Now, let us put aside for a second that any reference to “Rome” in the oral-tradition of Islam explicitly refers to the Eastern Roman Empire, capital Constantinople (now Istanbul), obviously long-gone.
Also, put aside that nowadays, at least in the minds of these Middle Eastern End-of-Days millenarians, Rome interchangeably means Christianity, the West, the infidels, America, and/or its allies.
Despite all this, or perhaps due to this (in some contorted circular logic), there is no doubt in anyone’s mind that the IS militants would be more than happy to very concretely follow through with their “symbolic” threat on the actual tufo, travertine, and cobblestone Rome itself.
And in fact, many Romans took this threat at face value. Except they responded in a very Roman way.
How? Well, Romans pride themselves on letting nothing surprise them. The idea is that they’ve been through 3000 years of history and so have seen it all. When confronted with something new for example, the standard “excitable” reaction (say 10% of the time), will be a lukewarm “Anvedi.” This is roughly equivalent to disinterested “Huh.. look at that.” On the unflappable spectrum, this sits a sliver short of “who gives a s#%t.” The rest of the time, Romans will crack a crude joke.
Which is exactly what happened in September in reaction to the IS threat. Of course this being the era of the interwebs echo chamber, this caught on to the point that the Washington Post wrote an article a few days ago about the Romans’ “reactions.”
Trouble is, the Roman cracks that WaPo published were the milk toast versions, either due to editorial censure or because they didn’t look at the original reactions from back in September.
We would like to set the record straight, and list some of the original ones. For anthropological reasons, of course. (Disclaimer: while these comments might put smiles on our faces, let’s keep in mind all those who are suffering and have suffered at the hands of the IS.)

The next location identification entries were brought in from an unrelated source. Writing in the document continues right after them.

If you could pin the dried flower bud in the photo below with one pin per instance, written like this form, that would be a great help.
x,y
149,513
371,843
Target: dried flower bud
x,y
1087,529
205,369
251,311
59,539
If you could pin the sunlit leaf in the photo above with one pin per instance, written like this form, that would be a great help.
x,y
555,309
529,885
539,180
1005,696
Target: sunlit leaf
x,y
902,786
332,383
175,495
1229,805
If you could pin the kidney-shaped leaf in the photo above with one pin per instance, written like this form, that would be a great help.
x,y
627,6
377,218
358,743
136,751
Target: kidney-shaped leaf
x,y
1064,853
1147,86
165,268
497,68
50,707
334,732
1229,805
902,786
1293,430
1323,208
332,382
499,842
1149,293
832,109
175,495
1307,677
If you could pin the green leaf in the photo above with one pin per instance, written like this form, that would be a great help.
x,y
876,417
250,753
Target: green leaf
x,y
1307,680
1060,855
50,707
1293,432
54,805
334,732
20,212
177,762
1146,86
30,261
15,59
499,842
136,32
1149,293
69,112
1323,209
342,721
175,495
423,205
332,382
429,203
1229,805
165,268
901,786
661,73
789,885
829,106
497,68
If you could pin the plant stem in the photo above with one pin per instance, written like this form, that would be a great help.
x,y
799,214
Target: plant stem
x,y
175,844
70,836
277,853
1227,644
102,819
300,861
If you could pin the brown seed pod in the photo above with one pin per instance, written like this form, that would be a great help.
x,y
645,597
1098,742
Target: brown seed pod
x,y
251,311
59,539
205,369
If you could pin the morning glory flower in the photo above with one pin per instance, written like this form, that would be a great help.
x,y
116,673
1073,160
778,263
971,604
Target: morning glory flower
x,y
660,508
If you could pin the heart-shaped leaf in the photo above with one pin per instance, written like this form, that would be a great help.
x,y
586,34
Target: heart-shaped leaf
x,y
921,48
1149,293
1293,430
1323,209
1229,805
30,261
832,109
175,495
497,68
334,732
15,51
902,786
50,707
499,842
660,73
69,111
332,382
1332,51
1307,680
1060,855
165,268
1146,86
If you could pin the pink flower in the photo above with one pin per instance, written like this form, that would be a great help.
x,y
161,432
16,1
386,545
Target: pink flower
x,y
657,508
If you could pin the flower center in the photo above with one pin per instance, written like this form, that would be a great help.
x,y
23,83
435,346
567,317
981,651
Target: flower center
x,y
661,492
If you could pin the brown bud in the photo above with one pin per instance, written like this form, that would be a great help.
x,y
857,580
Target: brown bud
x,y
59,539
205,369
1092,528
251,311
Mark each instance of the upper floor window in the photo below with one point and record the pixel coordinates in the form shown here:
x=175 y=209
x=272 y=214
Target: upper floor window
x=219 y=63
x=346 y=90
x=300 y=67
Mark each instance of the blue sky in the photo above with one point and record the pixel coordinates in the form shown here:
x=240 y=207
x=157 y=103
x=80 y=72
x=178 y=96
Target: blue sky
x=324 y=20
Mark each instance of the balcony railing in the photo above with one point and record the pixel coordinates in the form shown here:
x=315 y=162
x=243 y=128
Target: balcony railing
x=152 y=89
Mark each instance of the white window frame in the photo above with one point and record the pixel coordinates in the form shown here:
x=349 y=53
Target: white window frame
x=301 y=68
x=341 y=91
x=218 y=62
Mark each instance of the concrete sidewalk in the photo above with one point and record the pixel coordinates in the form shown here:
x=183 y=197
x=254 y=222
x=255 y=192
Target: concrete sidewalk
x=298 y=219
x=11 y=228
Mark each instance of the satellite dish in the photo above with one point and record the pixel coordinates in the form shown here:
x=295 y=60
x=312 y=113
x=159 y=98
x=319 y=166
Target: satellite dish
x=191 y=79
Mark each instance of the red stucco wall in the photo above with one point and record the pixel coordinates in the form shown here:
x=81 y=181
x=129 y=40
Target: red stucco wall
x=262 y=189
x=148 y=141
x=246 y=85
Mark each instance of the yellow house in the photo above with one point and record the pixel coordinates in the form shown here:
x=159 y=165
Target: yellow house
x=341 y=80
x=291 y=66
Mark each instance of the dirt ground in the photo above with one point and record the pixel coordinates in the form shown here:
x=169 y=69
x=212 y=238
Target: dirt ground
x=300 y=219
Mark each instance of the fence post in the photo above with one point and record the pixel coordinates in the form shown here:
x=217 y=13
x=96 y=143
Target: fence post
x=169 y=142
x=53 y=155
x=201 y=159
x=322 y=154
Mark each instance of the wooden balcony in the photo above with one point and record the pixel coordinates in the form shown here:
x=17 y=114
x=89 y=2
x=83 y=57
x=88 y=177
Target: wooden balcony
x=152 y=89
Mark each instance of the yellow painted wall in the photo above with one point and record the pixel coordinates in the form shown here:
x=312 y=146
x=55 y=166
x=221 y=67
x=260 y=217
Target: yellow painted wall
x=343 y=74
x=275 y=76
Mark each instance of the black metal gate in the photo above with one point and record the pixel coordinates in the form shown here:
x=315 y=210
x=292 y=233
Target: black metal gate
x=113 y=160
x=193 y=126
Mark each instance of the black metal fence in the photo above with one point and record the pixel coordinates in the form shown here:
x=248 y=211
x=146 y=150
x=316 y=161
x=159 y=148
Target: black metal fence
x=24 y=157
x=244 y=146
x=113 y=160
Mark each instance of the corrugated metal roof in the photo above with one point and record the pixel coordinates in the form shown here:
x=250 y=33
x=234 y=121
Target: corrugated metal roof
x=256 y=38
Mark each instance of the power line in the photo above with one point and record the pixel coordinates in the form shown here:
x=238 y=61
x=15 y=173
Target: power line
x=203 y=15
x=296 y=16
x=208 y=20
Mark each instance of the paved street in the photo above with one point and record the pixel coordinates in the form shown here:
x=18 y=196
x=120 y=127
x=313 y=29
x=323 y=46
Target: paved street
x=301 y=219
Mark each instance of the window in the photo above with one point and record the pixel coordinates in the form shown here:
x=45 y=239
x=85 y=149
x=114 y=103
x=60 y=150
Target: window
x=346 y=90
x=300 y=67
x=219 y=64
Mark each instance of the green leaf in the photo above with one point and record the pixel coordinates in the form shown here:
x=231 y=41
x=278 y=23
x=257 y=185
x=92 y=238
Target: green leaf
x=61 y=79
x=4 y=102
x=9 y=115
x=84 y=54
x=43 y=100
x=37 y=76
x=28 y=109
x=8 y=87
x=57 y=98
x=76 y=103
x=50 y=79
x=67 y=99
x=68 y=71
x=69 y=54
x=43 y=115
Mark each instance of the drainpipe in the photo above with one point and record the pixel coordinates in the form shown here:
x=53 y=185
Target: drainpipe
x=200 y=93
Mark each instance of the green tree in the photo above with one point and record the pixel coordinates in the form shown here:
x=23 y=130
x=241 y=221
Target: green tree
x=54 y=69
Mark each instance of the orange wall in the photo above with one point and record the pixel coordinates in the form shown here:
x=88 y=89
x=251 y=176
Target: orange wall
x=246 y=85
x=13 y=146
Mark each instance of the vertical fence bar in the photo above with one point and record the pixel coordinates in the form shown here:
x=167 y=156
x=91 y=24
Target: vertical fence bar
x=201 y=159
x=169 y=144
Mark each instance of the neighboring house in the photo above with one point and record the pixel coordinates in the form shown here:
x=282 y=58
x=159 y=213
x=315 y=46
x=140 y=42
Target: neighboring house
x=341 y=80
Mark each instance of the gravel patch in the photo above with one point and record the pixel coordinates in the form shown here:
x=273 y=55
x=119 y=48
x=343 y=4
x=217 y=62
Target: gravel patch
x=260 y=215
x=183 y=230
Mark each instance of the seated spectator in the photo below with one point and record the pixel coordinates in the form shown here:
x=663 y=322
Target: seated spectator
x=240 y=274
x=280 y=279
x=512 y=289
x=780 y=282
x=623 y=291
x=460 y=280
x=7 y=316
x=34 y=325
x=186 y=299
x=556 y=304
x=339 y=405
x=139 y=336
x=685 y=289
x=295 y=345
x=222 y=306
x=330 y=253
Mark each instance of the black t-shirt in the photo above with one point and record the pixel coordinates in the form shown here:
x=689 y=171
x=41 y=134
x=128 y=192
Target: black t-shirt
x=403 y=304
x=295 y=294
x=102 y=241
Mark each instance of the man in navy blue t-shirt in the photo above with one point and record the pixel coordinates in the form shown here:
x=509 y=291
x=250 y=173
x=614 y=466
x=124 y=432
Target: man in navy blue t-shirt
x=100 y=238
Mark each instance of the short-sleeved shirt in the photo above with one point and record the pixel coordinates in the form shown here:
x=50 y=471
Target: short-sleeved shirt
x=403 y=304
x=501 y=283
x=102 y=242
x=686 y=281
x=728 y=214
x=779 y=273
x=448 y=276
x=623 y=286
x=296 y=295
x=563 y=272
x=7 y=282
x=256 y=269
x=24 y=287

– Se ce fanno no squillo buttamo la pasta. (If they give us a jingle as they get close, we’ll put the pasta to boil.)
– Se arrivate verso le 5 del pomeriggio, nun fate er raccordo, rimanete imbotijati! (If you get here at 5 pm, don’t take the GRA ring road, you’ll get stuck in traffic!)
– Scegliete un giorno che non c’è lo sciopero… (Choose a day with no strike.)
– Appena scoprono chi governa in Italia ci chiedono scusa e ci aiutano (As soon as they see our politicians, they’ll say sorry and give us a hand.)
– Saranno soprattutto disarmati dalla coglionaggine del nostro sindaco (They’ll be disarmed by the idiocy of our mayor.)
– Alla prima cartella di Equitalia sti stronzi tornano a casa loro!!!! (At the first Tax Collectors letter, these assholes will run home.)
– Se te porti via mi moglie la croce c’è l’hai tu a vita. (If you take my wife, you will have a cross to bear for life.)
– Vogliono la mia donna? Sia chiaro quello che se pija, dopo nun se riporta! (They want my woman? Let’s be very clear though, no returns!)
– Oh, mi socera ve la incarto (Hey, I’ll gift wrap my mother-in-law for you.)
– Finalmente se tromba (Finally, I’m gonna get some around here.)
– iihh… ma pure quelle de na certa?? (Oooh… us elderly girls too!??)